Yüksek ruh ve kusursuz karakterleri ortaya çıkaran en önemli güç, güzel düşünce ve temiz niyetlerdir. Böyle insanlar hayatları boyunca güzel hayat yaşadıkları gibi, çevrelerine de (bir gülün etrafa güzel kokusunu yayması gibi) pozitif enerji yayarlar…

Fazla, Daha Fazla

“Çok şeye sahip olmak kötü veya zararlı birşey değildir. Ancak, ‘sürekli daha fazlasına sahip olma’ arzusu, doyumsuzluk yaratır ve bunun sonu da yoktur. Daha fazlasını ve hatta daha da fazlasını isteriz.

Çevremizde birçok yeni ev alan arkadaşlarımız, dostlarımız yada akrabalarımız olmuştur. Çoğu metrekaresinin küçüklüğü, balkonunun olmayışı, balkonunun küçüklüğü, evin cephesi yada semtin konumuyla ilgili şikâyetlere başlar. Ve evi hemen değiştirmek veya iyi bir ev alınmasıyla ilgili planlar yaparlar.  Oysa ev henüz alınmıştır…”

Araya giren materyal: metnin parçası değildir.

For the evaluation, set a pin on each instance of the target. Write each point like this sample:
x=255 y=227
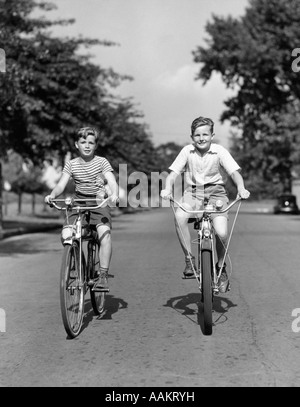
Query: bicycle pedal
x=100 y=289
x=188 y=277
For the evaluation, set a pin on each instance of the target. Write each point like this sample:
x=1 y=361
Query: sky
x=155 y=42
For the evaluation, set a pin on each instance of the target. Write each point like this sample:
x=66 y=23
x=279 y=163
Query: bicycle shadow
x=190 y=305
x=112 y=306
x=221 y=306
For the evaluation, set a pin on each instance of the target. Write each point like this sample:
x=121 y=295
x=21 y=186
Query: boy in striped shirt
x=90 y=172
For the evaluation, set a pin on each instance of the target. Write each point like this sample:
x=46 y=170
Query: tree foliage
x=50 y=89
x=253 y=55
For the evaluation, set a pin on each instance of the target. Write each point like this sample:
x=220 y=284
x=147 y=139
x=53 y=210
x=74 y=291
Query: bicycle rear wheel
x=97 y=298
x=207 y=295
x=72 y=290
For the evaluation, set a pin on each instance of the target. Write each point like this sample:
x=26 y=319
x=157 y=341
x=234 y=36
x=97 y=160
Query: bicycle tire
x=97 y=298
x=207 y=295
x=72 y=290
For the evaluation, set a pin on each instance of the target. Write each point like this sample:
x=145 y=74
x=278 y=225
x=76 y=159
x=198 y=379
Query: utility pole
x=1 y=202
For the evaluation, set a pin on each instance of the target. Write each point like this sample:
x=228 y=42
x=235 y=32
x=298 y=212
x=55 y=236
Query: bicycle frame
x=70 y=205
x=206 y=233
x=73 y=288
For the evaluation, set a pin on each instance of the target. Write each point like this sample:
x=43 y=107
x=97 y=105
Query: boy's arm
x=59 y=188
x=239 y=182
x=112 y=183
x=167 y=192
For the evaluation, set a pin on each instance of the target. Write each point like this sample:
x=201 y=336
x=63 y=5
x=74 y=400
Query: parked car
x=286 y=203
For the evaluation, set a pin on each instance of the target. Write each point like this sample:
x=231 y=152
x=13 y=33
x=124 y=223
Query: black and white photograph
x=149 y=196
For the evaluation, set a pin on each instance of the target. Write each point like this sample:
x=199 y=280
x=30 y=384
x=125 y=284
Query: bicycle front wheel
x=72 y=290
x=97 y=298
x=207 y=296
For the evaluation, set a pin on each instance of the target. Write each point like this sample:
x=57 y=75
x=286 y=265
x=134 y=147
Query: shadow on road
x=190 y=304
x=24 y=246
x=112 y=306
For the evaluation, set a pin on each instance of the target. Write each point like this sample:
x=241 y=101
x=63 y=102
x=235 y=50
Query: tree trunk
x=19 y=203
x=1 y=202
x=33 y=204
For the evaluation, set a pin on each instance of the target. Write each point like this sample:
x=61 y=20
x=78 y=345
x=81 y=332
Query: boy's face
x=202 y=138
x=86 y=147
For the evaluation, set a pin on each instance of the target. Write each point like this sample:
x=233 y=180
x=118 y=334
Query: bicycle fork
x=206 y=243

(Dr. Richard Carlson’un ‘Ufak Şeyleri Dert Etmeyin’ adlı kitabından kısmen alıntı yapılmıştır)

Göründüğü kadarıyla ne yaparsak yapalım; yeni bir ev veya araba almak, güzel bir yemeğin keyfi, iyi bir ortak bulmak, yepyeni giysiler almak, hatta son derece itibarlı bir ödül kazanmak bile, bize bazen yeterli gelmeyebilir. Bu sinsi eğilimi yenmenin ilk yolu, kendinizi daha fazlasının, daha iyisinin olmadığına inandırmaktır. Sorunumuz ne olursa olsun, asıl sorunun sahip olduklarımızda değil, daha fazlasını arzu etmekte yattığını anlamalıyız.

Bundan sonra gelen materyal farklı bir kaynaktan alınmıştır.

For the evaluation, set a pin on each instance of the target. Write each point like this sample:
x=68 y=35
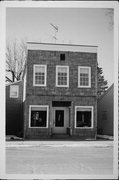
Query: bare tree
x=16 y=53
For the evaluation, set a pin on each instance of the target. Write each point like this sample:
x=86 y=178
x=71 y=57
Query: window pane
x=14 y=91
x=84 y=76
x=62 y=76
x=38 y=117
x=40 y=75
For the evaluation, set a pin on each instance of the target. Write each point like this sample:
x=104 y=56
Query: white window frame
x=89 y=68
x=11 y=89
x=57 y=85
x=47 y=107
x=92 y=119
x=40 y=65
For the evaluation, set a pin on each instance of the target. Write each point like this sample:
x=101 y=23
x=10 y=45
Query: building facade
x=105 y=112
x=60 y=91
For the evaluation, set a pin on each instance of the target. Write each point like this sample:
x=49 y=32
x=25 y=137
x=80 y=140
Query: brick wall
x=45 y=95
x=73 y=60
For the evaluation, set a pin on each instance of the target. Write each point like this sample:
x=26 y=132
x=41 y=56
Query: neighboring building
x=60 y=91
x=105 y=112
x=14 y=108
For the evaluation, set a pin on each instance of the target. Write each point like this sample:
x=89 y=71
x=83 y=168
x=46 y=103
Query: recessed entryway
x=60 y=120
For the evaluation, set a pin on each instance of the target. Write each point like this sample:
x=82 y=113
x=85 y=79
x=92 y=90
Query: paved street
x=59 y=157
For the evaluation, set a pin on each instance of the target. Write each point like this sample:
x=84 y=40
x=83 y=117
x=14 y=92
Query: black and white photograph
x=61 y=116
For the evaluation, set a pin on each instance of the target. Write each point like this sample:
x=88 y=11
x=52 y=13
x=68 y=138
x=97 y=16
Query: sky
x=82 y=26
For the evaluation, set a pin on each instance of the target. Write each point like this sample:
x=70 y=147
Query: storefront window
x=38 y=116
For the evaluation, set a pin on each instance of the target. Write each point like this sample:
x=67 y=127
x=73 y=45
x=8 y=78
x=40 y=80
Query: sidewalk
x=59 y=143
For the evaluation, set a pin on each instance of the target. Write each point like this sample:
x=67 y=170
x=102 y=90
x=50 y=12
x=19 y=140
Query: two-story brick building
x=60 y=91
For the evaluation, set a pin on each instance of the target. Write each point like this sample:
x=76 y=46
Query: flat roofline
x=60 y=44
x=61 y=47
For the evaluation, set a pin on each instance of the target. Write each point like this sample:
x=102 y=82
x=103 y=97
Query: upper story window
x=39 y=73
x=62 y=57
x=62 y=76
x=84 y=76
x=14 y=90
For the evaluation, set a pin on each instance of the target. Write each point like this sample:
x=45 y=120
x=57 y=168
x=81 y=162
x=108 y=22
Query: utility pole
x=56 y=31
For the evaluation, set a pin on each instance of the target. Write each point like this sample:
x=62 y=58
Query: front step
x=60 y=136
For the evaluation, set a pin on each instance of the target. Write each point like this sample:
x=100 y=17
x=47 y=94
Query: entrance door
x=60 y=120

Anadolu’da anlamlı bir özdeyiş vardır; ‘küçük şeylerden mutlu olmak.’ diye…İşte konunun özü budur. Bunu başarabilen insan, kendi iç dünyası ile de barışık olan insandır.  Ancak bu zordur, ancak imkânsız değildir. Günümüz için geçerli olan da (elbette bunu başaranlar için), ‘elimizdekilerle mutlu olmaktır.’ Mutluluğun yolu, elimizdekilerin kıymetini bilmekten geçmektedir…

Pozitif (Olumlu) Bakış

“Bir gazeteci, aynı işi yapan iki inşaat işçisine gitmiş ve bir anket sorusu sormuş: “Burada ne yapıyorsunuz?” Birinci işçi, çok az ücretle köle gibi çalıştığından, bütün gününü tuğla parçalarını üst üste yerleştirmekle heba ettiğinden yakınmış. Gazeteci aynı soruyu ikinci işçiye yöneltmiş, işçinin cevabı çok farklıymış. “Ben dünyanın en talihli insanıyım” demiş ve sözünün devamında; “Birbirinden güzel ve önemli mimarlık şaheserlerinin yaratılmasında rol oynuyorum. Bu tuğla parçalarının, eşsiz sanat eserlerine dönüşmesine yardımcı oluyorum” demiş.”  (Dr. Richard Carlson’un ‘Ufak Şeyleri Dert Etmeyin’ adlı kitabından kısmen alıntı yapılmıştır)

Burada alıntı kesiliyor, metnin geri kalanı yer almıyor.